Data File Cataloguer

Connect your Data File Cataloguer to Aiimi Insight Engine to make the most of the data.

Connecting Data File Cataloguer with Aiimi Insight Engine

  1. Source System: Select Data File Cataloguer from the dropdown.

Initial Configuration Steps

  1. Sources: Enter the sources the should be crawled for data files.

  2. Sample Rows: Enter the number of rows that should be run as a test.

    • This is the number of sample rows that will be extracted from each data file.

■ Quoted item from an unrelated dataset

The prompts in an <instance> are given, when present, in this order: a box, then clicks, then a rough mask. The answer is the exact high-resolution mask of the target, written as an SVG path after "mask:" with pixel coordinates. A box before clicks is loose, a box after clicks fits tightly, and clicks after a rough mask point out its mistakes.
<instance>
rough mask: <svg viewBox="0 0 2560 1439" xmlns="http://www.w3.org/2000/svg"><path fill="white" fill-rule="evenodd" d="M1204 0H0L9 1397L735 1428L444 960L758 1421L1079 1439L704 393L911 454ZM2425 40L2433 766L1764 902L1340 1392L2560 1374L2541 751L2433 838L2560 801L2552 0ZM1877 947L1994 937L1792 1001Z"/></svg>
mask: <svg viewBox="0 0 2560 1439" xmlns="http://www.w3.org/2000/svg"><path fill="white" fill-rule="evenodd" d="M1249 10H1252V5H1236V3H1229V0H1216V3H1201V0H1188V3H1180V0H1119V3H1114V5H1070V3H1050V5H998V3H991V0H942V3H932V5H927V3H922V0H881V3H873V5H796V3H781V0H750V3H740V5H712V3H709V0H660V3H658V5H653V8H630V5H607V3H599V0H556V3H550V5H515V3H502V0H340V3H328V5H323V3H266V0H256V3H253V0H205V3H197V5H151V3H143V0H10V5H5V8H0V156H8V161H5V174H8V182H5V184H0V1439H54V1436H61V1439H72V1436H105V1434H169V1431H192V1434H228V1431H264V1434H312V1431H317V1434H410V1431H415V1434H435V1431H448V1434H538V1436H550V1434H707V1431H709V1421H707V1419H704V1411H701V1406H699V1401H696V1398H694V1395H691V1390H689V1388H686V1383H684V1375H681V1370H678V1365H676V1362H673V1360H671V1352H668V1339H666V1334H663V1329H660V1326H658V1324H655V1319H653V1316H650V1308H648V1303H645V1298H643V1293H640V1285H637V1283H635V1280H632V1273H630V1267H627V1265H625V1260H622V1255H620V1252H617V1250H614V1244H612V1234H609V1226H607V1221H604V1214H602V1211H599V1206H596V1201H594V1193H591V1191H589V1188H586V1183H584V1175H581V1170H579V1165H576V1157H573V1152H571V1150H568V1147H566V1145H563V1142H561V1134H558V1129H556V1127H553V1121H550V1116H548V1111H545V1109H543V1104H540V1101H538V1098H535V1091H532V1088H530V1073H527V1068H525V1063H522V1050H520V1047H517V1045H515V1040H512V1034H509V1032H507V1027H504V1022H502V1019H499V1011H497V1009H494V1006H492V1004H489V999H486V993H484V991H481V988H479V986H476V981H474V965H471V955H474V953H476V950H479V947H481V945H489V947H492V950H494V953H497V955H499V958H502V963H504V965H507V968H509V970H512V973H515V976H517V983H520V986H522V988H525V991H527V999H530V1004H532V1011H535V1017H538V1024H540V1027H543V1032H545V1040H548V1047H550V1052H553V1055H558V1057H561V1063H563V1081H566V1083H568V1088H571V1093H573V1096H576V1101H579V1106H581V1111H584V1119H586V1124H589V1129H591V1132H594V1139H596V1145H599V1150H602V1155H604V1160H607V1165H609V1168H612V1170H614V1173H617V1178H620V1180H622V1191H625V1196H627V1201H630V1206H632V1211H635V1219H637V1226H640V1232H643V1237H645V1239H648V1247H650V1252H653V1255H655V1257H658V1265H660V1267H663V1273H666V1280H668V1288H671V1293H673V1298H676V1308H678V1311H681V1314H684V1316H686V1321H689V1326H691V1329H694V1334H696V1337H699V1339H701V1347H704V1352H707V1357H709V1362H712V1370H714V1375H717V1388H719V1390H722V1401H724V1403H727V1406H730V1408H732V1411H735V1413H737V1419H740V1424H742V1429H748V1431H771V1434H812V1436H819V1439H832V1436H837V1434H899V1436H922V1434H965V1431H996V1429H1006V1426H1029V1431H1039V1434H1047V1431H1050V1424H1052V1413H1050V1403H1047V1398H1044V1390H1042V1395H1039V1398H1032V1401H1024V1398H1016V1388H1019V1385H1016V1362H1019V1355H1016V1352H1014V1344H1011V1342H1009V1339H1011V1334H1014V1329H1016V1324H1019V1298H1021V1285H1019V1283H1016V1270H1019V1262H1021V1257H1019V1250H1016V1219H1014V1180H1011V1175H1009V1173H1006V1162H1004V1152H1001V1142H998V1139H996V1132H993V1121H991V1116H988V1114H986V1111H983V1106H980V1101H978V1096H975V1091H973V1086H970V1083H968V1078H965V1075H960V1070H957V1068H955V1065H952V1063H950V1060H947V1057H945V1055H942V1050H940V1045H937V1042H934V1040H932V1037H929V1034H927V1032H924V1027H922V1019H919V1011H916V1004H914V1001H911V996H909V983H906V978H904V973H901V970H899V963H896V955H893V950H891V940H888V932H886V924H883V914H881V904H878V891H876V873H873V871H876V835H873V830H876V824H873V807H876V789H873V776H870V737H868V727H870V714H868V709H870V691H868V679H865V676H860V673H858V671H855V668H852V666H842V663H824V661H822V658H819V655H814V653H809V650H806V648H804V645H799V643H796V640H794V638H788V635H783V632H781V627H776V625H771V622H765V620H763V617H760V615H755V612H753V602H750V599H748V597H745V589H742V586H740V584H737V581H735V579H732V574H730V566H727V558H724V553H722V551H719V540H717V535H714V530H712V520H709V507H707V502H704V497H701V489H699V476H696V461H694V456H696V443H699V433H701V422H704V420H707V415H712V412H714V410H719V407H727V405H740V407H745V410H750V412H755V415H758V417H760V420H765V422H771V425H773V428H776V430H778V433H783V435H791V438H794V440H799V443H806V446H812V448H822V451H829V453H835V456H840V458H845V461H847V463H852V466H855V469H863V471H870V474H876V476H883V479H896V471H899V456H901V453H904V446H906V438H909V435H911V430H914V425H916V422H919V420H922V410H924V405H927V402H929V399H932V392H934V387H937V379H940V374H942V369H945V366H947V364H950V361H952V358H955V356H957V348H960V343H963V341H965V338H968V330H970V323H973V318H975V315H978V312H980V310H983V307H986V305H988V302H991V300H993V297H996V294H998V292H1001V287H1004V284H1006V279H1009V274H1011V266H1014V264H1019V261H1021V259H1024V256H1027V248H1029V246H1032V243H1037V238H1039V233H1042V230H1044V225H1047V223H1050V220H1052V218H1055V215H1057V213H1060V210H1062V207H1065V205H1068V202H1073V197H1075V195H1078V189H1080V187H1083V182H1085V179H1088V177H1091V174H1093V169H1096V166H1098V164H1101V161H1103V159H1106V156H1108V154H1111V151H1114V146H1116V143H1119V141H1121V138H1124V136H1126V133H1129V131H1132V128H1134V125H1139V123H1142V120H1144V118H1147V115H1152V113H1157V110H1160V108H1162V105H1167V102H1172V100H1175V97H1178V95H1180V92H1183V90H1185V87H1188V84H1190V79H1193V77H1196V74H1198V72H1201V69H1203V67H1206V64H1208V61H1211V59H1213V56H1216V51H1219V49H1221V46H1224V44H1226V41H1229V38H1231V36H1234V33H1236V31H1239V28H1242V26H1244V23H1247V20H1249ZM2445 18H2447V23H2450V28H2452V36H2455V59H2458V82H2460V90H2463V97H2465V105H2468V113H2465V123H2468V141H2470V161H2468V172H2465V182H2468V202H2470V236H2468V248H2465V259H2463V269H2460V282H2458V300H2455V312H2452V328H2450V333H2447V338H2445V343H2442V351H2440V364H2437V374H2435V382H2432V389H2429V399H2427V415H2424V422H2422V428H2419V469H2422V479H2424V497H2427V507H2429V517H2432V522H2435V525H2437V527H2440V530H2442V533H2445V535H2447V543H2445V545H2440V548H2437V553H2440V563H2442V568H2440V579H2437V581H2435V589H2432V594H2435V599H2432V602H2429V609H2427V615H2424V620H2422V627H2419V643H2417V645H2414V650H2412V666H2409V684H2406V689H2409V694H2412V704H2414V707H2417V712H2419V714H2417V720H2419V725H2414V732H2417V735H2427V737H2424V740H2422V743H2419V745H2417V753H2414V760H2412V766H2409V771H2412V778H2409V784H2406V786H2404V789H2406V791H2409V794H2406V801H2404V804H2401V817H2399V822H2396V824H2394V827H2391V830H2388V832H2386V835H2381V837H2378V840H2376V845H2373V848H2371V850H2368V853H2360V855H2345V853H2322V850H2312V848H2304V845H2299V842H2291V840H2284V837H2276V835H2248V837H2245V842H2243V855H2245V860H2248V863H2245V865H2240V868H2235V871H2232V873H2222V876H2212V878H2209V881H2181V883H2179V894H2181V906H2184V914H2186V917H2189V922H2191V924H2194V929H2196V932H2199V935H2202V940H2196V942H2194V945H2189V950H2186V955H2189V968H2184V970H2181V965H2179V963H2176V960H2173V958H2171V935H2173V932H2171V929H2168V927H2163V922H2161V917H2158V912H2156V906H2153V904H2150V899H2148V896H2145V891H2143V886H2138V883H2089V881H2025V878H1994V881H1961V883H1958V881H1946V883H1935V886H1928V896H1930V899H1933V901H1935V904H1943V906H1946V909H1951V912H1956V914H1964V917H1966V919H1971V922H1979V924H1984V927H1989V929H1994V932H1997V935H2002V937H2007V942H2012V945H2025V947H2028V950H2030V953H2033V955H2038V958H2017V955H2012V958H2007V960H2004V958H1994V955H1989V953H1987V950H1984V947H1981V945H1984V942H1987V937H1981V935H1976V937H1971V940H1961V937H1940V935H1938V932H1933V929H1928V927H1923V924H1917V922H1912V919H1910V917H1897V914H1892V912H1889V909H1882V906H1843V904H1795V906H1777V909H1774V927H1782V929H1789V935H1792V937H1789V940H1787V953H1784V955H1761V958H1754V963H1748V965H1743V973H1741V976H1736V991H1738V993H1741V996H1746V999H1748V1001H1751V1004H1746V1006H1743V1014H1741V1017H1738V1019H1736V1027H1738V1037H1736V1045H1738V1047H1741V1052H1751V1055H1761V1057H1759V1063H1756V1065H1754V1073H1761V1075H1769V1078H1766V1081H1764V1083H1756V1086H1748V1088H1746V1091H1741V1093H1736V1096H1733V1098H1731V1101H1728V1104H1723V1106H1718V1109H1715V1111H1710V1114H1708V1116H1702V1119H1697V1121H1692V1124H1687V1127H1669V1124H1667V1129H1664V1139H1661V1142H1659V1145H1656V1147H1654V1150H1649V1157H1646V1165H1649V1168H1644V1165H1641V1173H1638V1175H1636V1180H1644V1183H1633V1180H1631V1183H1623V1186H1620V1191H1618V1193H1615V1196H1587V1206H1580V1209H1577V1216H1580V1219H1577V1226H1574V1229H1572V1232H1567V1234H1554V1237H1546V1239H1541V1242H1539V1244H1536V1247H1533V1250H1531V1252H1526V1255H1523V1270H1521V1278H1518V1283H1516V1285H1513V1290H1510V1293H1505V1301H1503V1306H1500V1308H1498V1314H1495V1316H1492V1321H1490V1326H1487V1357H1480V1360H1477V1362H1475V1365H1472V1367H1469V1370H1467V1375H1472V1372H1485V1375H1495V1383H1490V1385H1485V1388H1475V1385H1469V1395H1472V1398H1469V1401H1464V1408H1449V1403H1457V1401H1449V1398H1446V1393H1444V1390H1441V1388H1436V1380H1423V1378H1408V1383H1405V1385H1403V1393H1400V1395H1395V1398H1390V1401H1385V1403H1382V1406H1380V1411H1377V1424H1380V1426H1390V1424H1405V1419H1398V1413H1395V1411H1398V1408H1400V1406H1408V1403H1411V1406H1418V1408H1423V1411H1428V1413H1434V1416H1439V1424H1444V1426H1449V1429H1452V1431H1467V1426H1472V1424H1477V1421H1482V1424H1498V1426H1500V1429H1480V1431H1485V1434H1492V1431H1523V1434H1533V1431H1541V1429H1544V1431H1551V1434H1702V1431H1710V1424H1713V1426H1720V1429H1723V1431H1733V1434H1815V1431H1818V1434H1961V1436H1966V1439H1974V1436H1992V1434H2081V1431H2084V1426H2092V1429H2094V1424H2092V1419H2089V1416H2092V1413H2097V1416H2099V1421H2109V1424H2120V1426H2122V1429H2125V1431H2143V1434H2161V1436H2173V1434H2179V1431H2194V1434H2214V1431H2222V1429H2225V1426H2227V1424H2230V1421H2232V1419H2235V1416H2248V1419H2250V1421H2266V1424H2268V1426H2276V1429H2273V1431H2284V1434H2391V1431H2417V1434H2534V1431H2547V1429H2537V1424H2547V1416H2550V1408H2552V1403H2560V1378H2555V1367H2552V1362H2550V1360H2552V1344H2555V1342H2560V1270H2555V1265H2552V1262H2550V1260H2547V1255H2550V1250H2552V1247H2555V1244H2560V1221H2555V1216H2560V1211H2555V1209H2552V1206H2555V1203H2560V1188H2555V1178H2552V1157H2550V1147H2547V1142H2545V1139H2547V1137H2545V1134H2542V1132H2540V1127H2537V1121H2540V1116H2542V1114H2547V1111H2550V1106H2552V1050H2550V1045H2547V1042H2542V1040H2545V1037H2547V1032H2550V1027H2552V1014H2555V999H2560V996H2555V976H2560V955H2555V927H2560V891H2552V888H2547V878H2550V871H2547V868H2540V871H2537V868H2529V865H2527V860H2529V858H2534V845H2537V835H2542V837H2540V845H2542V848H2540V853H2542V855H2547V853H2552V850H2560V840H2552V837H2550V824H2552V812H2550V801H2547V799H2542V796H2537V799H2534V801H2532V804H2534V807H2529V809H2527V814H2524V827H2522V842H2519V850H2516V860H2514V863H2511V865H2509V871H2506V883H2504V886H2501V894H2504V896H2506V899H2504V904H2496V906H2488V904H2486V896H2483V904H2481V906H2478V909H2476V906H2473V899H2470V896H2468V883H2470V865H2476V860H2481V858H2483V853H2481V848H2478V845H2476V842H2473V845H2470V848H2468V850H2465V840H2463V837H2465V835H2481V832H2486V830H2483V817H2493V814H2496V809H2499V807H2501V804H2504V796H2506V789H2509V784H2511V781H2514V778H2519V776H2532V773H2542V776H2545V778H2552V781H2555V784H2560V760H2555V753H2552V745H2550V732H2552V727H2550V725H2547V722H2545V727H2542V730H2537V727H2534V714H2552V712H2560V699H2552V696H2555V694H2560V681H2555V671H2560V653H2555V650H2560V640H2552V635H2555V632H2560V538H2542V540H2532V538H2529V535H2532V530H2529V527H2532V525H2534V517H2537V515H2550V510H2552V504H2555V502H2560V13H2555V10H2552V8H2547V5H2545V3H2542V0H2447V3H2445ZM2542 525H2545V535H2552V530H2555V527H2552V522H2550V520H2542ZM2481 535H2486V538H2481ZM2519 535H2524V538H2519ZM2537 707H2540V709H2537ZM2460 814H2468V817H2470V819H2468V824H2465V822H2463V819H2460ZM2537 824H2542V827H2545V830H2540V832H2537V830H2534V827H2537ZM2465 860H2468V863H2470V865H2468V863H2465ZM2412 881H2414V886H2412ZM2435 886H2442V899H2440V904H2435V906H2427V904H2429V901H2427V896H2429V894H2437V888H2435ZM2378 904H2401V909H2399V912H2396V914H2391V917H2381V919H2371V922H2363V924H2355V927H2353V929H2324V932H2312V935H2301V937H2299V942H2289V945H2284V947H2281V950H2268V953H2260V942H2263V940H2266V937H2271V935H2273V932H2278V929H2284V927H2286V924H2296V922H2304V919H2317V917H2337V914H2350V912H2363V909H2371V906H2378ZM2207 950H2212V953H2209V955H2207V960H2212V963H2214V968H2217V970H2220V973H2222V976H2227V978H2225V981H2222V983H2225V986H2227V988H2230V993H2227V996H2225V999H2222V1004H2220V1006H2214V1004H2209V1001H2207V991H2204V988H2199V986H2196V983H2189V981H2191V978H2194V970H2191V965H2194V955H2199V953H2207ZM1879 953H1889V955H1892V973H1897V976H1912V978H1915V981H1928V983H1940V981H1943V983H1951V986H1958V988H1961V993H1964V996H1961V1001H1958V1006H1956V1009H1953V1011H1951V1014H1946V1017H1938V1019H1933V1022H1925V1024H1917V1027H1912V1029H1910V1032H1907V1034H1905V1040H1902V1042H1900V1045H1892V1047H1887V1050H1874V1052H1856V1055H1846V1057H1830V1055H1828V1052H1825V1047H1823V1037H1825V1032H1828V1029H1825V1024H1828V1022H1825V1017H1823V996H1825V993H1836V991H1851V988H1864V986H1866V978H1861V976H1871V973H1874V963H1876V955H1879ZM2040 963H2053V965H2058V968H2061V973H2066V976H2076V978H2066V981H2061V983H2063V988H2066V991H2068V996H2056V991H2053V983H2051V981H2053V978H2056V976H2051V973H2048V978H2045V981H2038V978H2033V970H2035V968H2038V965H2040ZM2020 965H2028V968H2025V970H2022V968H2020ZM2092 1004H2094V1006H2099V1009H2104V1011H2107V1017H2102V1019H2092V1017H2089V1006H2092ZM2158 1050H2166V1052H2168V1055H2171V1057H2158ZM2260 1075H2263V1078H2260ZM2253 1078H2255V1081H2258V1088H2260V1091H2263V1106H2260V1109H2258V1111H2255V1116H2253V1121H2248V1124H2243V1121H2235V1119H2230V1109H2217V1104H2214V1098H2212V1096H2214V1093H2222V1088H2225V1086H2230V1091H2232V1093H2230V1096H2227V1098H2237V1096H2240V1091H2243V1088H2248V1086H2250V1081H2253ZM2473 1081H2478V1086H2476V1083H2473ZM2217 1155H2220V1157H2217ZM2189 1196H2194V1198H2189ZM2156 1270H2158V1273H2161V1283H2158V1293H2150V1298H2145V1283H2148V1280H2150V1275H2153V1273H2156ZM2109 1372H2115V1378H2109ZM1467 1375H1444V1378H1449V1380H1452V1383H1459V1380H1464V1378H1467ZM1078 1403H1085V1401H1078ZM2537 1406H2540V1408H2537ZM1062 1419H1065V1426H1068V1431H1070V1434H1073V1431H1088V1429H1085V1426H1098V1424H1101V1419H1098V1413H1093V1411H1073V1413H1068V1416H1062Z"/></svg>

  3. Download folder: Enter the folder path that will store download files as they are being catalogued.

    • This location must be accessible by the machine running the crawl.

    • If left blank or NULL the system temp folder will be used.

Additional Settings

  1. Attempt direct access: If checked this improves performance of files on a file share.

    • If direct access fails or cannot be used the file will be downloaded locally.

  2. Limit deltas to new or deleted file only: If checked only new or deleted files will processed. Modified files will not update.

    • This improves performance but the accuracy of content can suffer.

  3. Multipart parquet support: If checked it will process groups of parquet files in a folder as one file with multiple parts.

    • Each part must be name "part-(#)-tid-(guide)-(name).parquet" for this to work.

  4. Approximate multipart parquet row count:

    • If checked it will count the first part of a multipart parquet and multiply that by the number of parts.